El otro escollo es cuando dice “Coronados de gloria viva-a-a-a-a-a-a-a-mos”. Por favor, pequeño, no me tomes como la autoridad máxima en esta “Parte del Himno”. No tengo la más puta idea, pequeño, de si la cantidad de “aes” es correcta. Nadie lo sabe. La gente tira una cantidad de “aes” al azar y reza para que no le falte ni le sobre ninguna. Calculo que el cráneo que inventó esta parte (no sé si habrá sido Vicente López o Planes) tampoco lo sabía y habrá confiado en que las generaciones futuras lo resolverían por decantación. Para superar este escollo, te recomiendo lo siguiente: en lugar de cantar diferentes “aes”, canta una sola, bien larga, y sube y baja la cabeza alternativamente. Producirá el mismo efecto.
Superados estos dos escollos, el Himno sale como piña.
Himno a Sarmiento: Alegría y Creatividad. El Himno a Sarmiento, pequeño, levanta un poco más. Es más alegre y no tiene prácticamente un acorde menor. Es cierto que Sarmiento no es muy querido por los estudiantes, y no necesariamente movidos por afanes indigenistas o mazorqueros, sino por eso de que inventó la escuela.

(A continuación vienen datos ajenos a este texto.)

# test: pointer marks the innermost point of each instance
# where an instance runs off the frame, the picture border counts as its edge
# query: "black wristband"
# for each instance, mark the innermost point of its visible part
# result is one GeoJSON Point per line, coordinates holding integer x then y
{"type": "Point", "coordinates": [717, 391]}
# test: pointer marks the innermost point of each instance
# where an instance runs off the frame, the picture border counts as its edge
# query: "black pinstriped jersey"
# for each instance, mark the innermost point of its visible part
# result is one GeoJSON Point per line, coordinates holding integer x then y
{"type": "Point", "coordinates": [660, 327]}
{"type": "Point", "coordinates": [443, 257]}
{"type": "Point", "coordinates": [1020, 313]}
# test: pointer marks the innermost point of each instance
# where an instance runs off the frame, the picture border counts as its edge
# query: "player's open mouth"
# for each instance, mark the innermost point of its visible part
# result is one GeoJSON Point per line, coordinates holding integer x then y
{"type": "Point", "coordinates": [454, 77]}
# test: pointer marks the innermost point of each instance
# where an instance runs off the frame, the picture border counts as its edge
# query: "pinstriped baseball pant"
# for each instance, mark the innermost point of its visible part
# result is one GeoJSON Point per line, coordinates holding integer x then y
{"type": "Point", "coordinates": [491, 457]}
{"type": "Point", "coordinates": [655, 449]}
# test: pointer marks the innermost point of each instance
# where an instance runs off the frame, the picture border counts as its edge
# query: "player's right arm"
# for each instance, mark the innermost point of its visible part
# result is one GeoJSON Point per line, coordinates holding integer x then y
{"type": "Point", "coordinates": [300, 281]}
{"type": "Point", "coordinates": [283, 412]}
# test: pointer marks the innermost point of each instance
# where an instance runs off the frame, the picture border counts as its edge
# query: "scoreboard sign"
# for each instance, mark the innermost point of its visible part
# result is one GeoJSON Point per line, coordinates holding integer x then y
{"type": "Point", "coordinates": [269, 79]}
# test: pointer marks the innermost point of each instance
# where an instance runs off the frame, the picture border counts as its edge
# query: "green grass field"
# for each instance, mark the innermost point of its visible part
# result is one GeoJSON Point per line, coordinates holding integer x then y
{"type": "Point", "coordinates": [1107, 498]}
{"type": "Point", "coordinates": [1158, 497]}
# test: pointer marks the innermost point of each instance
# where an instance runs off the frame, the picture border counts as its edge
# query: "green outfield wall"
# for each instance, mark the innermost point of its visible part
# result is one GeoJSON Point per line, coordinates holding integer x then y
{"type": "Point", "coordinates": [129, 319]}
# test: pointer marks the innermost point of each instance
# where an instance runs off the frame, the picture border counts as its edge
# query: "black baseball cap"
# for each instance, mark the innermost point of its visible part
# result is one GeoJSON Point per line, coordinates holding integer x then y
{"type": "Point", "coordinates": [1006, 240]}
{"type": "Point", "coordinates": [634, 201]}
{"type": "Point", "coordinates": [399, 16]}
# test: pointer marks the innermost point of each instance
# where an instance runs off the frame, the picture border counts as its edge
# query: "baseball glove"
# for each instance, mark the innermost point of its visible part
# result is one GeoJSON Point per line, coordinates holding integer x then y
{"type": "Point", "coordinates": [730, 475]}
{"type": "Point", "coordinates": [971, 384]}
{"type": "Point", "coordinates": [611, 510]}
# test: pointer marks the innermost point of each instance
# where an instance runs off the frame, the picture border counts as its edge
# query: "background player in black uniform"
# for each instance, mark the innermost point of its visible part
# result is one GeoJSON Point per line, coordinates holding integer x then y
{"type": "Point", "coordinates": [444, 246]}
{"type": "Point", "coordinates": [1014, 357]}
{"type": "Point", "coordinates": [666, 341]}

La Marcha de San Lorenzo: Energía y Sentimiento.Trágico de la Vida. Esta Marcha, pequeño, cuya melodía los nazis utilizaron para entrar a París, será una de tus favoritas durante toda tu infancia y luego, probablemente, te hinche un poco las pelotas. Uno de los secretos que hacen a La Marcha de San Lorenzo querible es su “letra alternativa”, que reza así: “Febo asoma / punto y coma / los zapatos de mi abuelo son de goma / Y los míos / son de acero / para darle una patada al zapatero”. Es mi obligación, pequeño, contarte –aunque probablemente esto no te importará un bledo, ya que eres un “pequeño hipotético”- que en mi infancia yo cantaba “para darle más trabajo al zapatero”, la versión “políticamente correcta” de la letra alternativa (golpear a un artesano, un trabajador, probablemente de baja extracción social puede resultar chocante para algunas almas sensibles). También tiene más sentido. Sin embargo, la versión de la “patada” ha relegado a la otra a un segundo plano, por razones estrictamente humorísticas. Es mucho más efectiva, desde el punto de vista de la comicidad, darle una patada a alguien que darle más trabajo.
Notarás también que esta canción, cantada en los actos de homenaje al Gral. San Martín, dedica casi la mitad de la letra al personaje del Sargento Cabral. Esto, pequeño, refleja el espíritu melancólico y trágico de nosotros los latinos (tú incluido, pequeño, no te hagas el vivo). Leemos en los manuales que San Martín fue salvado por el Sargento Cabral y por el Soldado Baigorria, que atravesó como a un pollo al español que atacaba al Libertador. Pero parece que de Baigorria ni noticias. ¿Qué hizo Cabral que no hiciera Baigorria? Morirse. Claro, al muerto le damos media marcha, aparte como si hubiera sido el único cadáver de toda la Guerra de la Independencia.
En fin, pequeño, si vas a cantar la “letra alternativa”, procura hacerlo adoptando la técnica que utilizan todos tus congéneres: La mirada apuntando al piso, la voz susurrante y unas risillas contenidas atravesando todo el tema.